ResistMuchObeyLittle said:


> Yes, I'm out and about. To me there's nothing more amazing than seeing the country this way. I'm a very quiet type, So i'm not really one to want to strike up conversations with people- which, a lot of people ask about bike touring,where you going, etc. etc. I'm trying to get use to that. are you out and about Geraldo?

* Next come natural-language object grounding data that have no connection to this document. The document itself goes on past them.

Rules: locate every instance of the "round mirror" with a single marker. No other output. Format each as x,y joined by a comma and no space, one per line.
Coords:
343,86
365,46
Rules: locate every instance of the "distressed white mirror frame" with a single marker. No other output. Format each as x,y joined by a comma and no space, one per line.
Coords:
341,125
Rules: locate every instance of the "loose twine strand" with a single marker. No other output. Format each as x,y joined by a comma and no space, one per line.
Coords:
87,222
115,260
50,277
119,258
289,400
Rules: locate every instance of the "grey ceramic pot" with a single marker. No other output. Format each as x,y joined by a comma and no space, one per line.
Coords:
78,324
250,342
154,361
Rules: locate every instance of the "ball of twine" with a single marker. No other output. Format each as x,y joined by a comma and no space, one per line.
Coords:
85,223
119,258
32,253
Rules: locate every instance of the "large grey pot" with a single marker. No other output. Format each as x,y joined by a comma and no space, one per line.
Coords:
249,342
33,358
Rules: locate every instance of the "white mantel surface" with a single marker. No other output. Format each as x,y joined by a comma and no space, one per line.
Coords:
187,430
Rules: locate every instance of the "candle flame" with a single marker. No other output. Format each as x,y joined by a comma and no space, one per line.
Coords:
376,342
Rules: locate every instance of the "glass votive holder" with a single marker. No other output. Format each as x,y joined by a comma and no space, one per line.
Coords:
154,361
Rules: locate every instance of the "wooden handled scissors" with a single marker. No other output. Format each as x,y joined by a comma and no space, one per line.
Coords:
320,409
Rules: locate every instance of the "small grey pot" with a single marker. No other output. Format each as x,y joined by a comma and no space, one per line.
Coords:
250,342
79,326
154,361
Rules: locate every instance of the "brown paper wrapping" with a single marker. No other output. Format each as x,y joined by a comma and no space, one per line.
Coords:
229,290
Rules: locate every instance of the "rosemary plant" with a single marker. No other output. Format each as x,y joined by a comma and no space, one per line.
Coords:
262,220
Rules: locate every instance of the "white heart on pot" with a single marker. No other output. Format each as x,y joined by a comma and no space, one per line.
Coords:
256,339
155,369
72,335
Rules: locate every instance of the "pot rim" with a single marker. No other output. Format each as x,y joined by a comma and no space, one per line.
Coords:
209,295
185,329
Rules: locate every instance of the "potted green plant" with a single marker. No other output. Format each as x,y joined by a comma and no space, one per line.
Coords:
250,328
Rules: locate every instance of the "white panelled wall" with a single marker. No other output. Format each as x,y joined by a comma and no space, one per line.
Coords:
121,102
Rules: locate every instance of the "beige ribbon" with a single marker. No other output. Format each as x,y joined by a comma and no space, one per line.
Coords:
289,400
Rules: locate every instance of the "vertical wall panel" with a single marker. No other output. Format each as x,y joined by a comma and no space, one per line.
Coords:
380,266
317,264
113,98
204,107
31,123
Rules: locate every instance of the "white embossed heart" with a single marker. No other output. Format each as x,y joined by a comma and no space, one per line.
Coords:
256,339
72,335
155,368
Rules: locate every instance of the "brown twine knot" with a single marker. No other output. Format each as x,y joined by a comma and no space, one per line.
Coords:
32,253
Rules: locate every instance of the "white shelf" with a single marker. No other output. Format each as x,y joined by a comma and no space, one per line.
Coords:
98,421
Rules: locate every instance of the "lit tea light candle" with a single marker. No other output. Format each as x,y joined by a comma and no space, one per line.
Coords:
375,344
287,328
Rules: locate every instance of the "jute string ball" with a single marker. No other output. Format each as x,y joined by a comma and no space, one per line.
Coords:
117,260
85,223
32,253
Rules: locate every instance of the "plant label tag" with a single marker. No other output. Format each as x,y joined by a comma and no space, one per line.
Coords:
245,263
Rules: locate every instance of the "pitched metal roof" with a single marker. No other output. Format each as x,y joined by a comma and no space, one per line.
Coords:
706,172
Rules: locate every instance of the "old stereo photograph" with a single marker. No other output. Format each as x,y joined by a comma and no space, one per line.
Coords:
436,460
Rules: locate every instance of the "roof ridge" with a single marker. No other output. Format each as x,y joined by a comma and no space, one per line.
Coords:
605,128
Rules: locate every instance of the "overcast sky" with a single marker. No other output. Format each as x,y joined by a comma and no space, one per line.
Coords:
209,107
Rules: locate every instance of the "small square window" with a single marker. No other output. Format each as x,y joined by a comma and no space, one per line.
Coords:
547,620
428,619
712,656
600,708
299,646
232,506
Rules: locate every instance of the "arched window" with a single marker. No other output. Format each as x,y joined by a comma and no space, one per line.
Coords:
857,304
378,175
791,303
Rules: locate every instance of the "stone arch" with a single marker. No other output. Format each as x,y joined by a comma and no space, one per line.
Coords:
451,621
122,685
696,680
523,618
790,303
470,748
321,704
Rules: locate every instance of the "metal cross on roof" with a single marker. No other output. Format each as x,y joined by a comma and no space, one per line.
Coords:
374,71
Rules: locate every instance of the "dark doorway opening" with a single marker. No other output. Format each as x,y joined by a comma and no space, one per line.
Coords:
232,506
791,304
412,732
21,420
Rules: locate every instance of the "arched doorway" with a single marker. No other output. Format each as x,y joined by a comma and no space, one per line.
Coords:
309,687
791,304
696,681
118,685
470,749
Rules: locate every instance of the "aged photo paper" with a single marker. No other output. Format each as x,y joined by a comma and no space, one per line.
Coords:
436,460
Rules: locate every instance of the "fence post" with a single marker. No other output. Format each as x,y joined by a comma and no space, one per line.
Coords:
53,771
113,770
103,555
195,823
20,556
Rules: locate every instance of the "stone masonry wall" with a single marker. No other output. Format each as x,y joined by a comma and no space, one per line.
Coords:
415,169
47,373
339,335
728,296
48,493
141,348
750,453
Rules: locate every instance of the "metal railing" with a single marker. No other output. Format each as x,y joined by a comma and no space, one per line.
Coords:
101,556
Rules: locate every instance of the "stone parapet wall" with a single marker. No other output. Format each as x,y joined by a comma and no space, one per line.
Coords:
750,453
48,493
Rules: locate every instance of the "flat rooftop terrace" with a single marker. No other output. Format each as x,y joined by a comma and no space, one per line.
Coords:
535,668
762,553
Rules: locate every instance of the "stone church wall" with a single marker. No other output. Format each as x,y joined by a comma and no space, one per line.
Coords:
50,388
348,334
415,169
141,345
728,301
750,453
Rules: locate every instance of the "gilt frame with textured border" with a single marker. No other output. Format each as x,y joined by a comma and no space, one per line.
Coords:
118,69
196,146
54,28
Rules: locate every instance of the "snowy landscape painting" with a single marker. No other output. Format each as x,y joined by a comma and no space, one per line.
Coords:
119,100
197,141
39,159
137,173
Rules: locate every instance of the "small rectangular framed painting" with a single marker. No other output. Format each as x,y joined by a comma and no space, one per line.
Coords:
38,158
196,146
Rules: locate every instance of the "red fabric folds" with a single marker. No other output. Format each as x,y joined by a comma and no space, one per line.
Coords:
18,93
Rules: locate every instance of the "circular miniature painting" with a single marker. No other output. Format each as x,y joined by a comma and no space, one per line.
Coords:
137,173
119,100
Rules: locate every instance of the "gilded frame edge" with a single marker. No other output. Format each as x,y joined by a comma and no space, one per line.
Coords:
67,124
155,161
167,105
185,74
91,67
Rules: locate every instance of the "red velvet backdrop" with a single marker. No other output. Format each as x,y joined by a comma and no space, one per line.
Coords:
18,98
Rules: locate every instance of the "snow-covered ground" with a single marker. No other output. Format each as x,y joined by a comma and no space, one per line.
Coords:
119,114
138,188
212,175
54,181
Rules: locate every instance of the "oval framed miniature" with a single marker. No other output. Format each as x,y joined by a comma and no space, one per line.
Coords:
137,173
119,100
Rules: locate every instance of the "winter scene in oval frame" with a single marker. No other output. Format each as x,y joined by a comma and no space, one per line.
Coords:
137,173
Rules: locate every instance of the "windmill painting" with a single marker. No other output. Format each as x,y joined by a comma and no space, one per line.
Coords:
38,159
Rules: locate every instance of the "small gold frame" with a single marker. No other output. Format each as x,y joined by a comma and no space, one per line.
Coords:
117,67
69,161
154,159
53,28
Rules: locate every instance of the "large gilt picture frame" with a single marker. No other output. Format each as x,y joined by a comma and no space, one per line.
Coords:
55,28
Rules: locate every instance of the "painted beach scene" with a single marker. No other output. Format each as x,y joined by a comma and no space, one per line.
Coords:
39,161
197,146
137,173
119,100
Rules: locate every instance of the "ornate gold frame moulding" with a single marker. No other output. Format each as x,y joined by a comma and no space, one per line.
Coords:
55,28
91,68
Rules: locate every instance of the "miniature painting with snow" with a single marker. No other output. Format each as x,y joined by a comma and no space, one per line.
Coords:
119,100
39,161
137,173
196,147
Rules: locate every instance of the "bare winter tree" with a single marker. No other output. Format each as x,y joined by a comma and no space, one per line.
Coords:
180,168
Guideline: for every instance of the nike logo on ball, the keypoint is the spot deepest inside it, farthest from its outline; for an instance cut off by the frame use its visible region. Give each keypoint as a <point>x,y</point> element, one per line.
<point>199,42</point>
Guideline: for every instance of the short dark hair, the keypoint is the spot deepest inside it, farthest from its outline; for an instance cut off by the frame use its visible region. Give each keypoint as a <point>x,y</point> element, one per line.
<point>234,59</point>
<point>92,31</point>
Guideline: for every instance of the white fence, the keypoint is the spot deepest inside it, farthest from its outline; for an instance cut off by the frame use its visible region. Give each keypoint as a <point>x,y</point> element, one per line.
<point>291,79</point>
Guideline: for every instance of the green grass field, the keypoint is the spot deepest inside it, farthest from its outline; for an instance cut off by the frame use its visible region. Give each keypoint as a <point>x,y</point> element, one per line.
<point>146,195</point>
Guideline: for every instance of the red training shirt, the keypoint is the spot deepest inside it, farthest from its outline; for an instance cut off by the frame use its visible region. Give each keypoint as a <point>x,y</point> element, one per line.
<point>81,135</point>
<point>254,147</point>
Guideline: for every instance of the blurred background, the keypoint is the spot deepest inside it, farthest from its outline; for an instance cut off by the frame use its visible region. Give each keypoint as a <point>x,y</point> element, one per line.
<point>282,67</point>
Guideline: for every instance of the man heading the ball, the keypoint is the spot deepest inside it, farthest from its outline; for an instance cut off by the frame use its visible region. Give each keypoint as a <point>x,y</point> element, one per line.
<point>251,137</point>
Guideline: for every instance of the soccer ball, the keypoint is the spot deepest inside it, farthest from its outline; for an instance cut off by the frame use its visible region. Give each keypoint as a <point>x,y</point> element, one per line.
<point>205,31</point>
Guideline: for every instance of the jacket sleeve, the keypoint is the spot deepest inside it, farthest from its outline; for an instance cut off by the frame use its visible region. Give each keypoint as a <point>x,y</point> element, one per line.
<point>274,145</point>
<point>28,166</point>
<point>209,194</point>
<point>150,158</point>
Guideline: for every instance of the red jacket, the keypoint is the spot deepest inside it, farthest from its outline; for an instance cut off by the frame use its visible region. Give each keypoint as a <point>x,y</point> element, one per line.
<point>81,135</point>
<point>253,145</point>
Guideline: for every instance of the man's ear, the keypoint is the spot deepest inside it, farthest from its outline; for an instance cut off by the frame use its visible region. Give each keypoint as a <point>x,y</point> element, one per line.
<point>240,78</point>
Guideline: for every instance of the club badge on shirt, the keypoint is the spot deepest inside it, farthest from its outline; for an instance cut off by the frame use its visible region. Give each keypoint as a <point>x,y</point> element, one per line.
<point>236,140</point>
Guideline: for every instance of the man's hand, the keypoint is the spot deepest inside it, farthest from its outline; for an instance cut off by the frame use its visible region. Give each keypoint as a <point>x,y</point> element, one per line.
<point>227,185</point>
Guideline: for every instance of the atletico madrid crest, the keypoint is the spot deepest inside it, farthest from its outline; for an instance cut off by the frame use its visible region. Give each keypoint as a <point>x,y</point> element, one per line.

Not quite yet. I got five more weeks of work and one week of clearing out my apartment before I'm there yet. But it appers that I either already have everything I need or it's being made. So I'm just counting down the seconds


----------



## hazeinmybong (May 31, 2018)

People do like to chat about touring. They always want to know about goals and if I'm riding for a cause or something. I made a profile on warmshowers with the login WhiteDjango and they banned me. They told me warmshowers is not some kind of sluturnative living place.


----------



## ResistMuchObeyLittle (Jun 16, 2018)

UPDATE: I got my bike off of craigslist, a steel frame, mid 90's Schwinn for $60. I put a front and rear rack on it, put Schwalbe marathon tires on it, changed the crankshaft since shimano had a recall back in 97' and they still are honoring that recall. I got some decent panniers(originally made bucket panniers) also added a few dry bags that i got at a great discount that way shit stays somewhat dry.
i also added a picture of the same bike but different color that a guy totally revamped. His project turned out amazing. Thanks goes to Gypsybones for all his advice!


----------



## MFB (Jun 20, 2018)

As Budget-y as it gets....
Once I road a $40 Wal-Mart bike across Cent Am; Plus $1 for some bungees to lash my pack to the rack.
About 3,000 miles over 60 days.
It was dope. And excrutiating.
Other bike tour-ers, we'd get to chattin, were a mixture of befuddled and offended when the saw my rig.

Todo Terraino, yo


----------



## ResistMuchObeyLittle (Jun 21, 2018)

That's so badass.


----------



## ResistMuchObeyLittle (Aug 13, 2018)

Used an old lunch bag and zip tied it to the front rack to carry my bike tools in. Zip ties are great!


----------